2 Meanwhile place mushrooms, tofu, vinegar, soy sauce, sesame oil and pepper in a bowl and mix.
3 Add tofu mix to the pan and continue cooking for a further 5 minutes, stirring often.
4 Add beaten egg to the mix, stir to combine and remove from heat. Add bean sprouts and spring onion.
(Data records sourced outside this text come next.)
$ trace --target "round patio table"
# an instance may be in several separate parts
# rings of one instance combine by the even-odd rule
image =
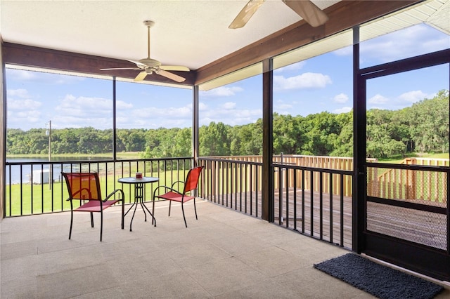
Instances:
[[[131,217],[131,220],[129,222],[129,231],[131,232],[131,225],[133,224],[133,219],[134,218],[134,213],[136,213],[136,208],[138,207],[138,204],[140,204],[142,207],[142,211],[143,211],[143,214],[145,216],[145,221],[147,221],[147,213],[146,213],[146,210],[148,212],[153,221],[155,221],[155,226],[156,226],[156,219],[153,216],[153,214],[150,211],[148,208],[146,206],[146,204],[143,201],[143,185],[144,184],[148,184],[151,182],[158,182],[159,180],[159,178],[154,177],[148,177],[144,176],[142,178],[136,178],[135,177],[129,177],[129,178],[122,178],[117,180],[117,182],[121,182],[122,184],[132,184],[134,185],[134,202],[129,207],[127,213],[124,215],[124,218],[127,215],[128,212],[134,206],[134,211],[133,211],[133,216]],[[152,223],[153,222],[152,221]]]

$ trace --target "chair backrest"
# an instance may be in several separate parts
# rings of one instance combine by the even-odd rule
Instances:
[[[63,173],[70,199],[101,200],[97,173]]]
[[[203,167],[205,166],[198,166],[189,171],[188,176],[186,178],[186,182],[184,182],[184,194],[186,194],[187,192],[197,188],[200,173],[202,172]]]

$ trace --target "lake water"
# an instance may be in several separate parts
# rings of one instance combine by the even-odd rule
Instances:
[[[96,161],[97,160],[106,160],[110,159],[110,157],[96,157]],[[86,161],[86,157],[66,157],[63,158],[59,158],[58,161],[60,161],[61,163],[64,163],[65,161]],[[31,163],[31,162],[48,162],[49,160],[46,159],[42,158],[7,158],[6,162],[10,163]],[[22,169],[22,171],[20,171]],[[61,164],[53,164],[53,168],[51,169],[52,171],[52,177],[53,180],[60,181],[61,180],[61,171],[64,170],[65,171],[79,171],[79,165],[73,165],[72,168],[70,168],[70,164],[63,164],[61,168]],[[10,184],[20,184],[20,178],[22,178],[22,183],[29,183],[31,181],[32,178],[32,173],[33,182],[36,184],[40,183],[48,183],[49,179],[50,174],[50,167],[49,165],[11,165],[6,166],[6,185]],[[11,175],[11,180],[10,180]]]

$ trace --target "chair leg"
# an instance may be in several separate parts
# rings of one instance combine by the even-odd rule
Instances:
[[[72,225],[73,224],[73,211],[70,210],[70,229],[69,230],[69,240],[72,237]]]
[[[195,197],[194,197],[194,211],[195,211],[195,220],[198,220],[197,218],[197,208],[195,208]]]
[[[183,219],[184,219],[184,225],[186,225],[186,227],[188,227],[188,223],[186,223],[186,217],[184,217],[184,207],[183,206],[183,201],[181,201],[181,211],[183,211]]]
[[[92,215],[92,213],[91,213]],[[101,237],[103,234],[103,211],[100,212],[100,241],[101,242]]]
[[[124,220],[125,220],[125,206],[124,205],[124,199],[122,199],[122,229],[124,229]]]
[[[153,224],[153,220],[155,220],[155,193],[153,193],[153,202],[152,203],[152,215],[153,217],[152,218],[152,224]],[[156,222],[156,221],[155,221]],[[156,224],[156,223],[155,223]]]

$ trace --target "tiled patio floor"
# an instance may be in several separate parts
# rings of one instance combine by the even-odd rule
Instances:
[[[68,213],[3,220],[0,297],[373,298],[313,268],[345,249],[201,200],[198,220],[185,207],[186,229],[167,204],[157,203],[156,227],[138,210],[132,232],[130,215],[122,230],[120,209],[106,210],[102,242],[87,213],[75,215],[71,240]]]

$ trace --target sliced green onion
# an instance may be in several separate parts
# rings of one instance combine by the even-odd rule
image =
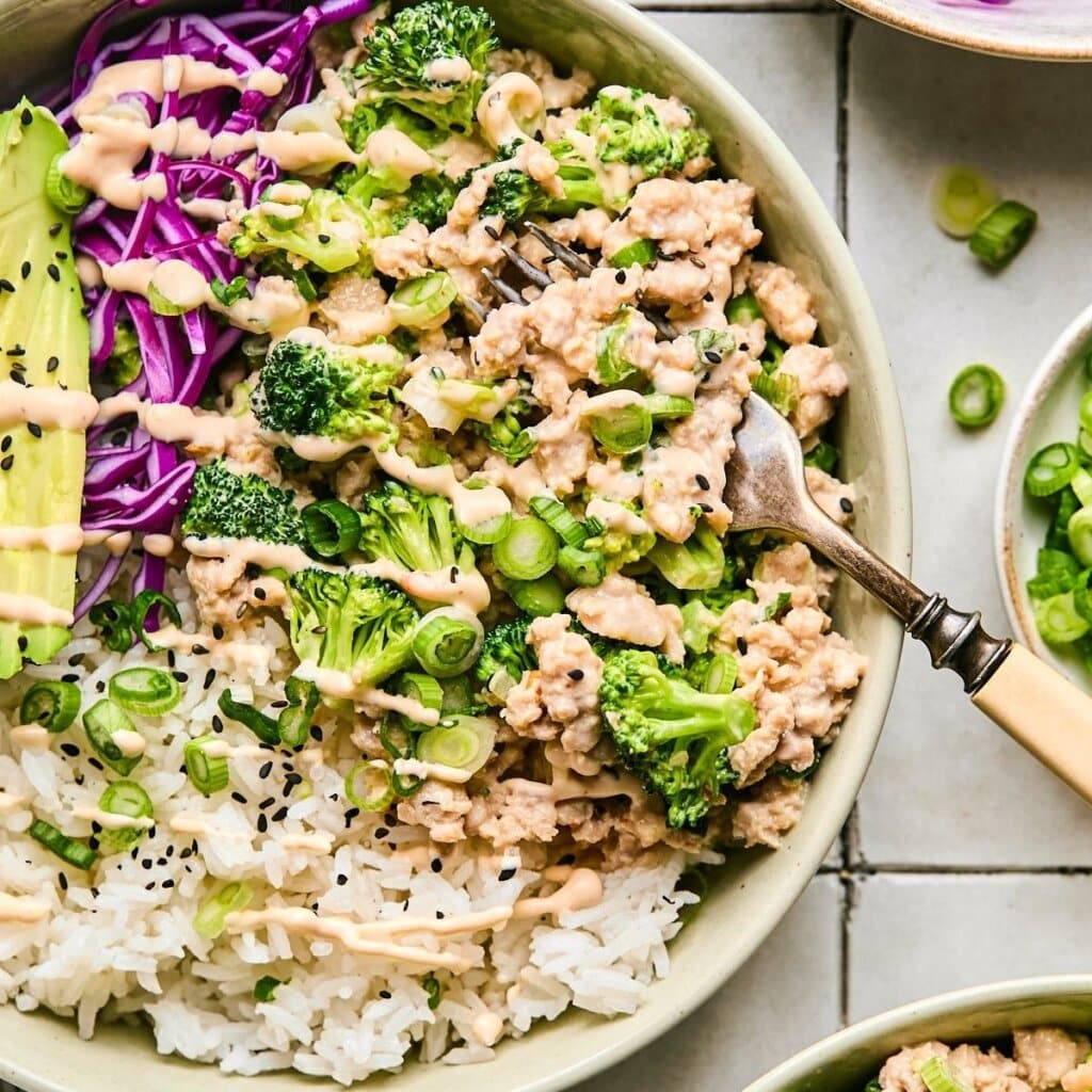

5 Prepare a large baking tray lined with baking paper, and a small bowl of water. Lay a few dumpling wrappers on the tray and place a tablespoon of mix in the middle of each (about 10—15g). Dip a finger or a brush in the water and run around the edge of the first dumpling wrapper. Fold the wrapper over the filling and pinch to close (try pleating the edges for a prettier dumpling). Repeat with remaining wrappers until filling is used up.
6 If freezing, cover tray of dumplings with plastic wrap and place in freezer until frozen solid, then separate into portions and freeze in bags or containers for later use.
7 To cook potsticker dumplings, heat 1 teaspoon of the oil in a large frying pan with a lid over medium-high heat. Add half the dumplings in a single layer. Cook until browned (about 3—4 minutes), then add half the water to pan. Cover and continue to cook for 1—2 minutes. Transfer cooked dumplings to a plate and repeat with remaining frozen dumplings.
8 Heat remaining oil in pan and add ginger, garlic, carrot, capsicum, snow peas, spring onions and soy sauce. Cook for 1—2 minutes until vegetables are just tender. Divide vegetables and dumplings between six plates.Garnish with chives, sesame seeds and chilli flakes (if using) and serve.